Now if you look at just what's happening, you can see remarkable "symmetry" in what NU is doing. 216 rush attempts to 218 pass attempts. By luck or design, that's pretty darn even for even a staff who aspires to such symmetry.
If you break down the rush attempts, we basically have two primary ball carriers. Newby and Armstrong. Newby with 90 carries, Armstrong with 45. So you have a 2:1 ratio between a back and QB making things happen (by design or on a break down). Cross Janovich hover around 20 carries, and Ozigbo 12. The receivers are hovering around 10 carries each for those who get to carry the ball.
I think if you broke down the situation, whether its a anything goes down (1st and 10 or 2nd an 7), and charted the percentage vs 3rd and short, vs the percentage of "changeup" plays like fly sweep or gadget plays, you'd get a fairly good correlation to our carries chart.
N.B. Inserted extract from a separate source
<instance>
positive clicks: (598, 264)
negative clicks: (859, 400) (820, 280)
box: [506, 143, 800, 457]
So no, its obvious that Riley and Langsdorf aren't from the TO school of offense. But if you change offensive systems, and your QB is still the 2nd most rushed guy on the team, and his overall carries per game drop by 4 from "the good old days", I'd have a hard time saying that *by the numbers* you've pulled him way away from his groove too far. Now watching the game and ignoring the numbers its apparent we can make more hay running TA a little more. There's a lot that can be said about whether our run game is good or not, or whether we should use it more, but when you put pen to paper and look at the ratios of carries and what happening in games situationally, its too beautifully arithmetically structured to be random chaos.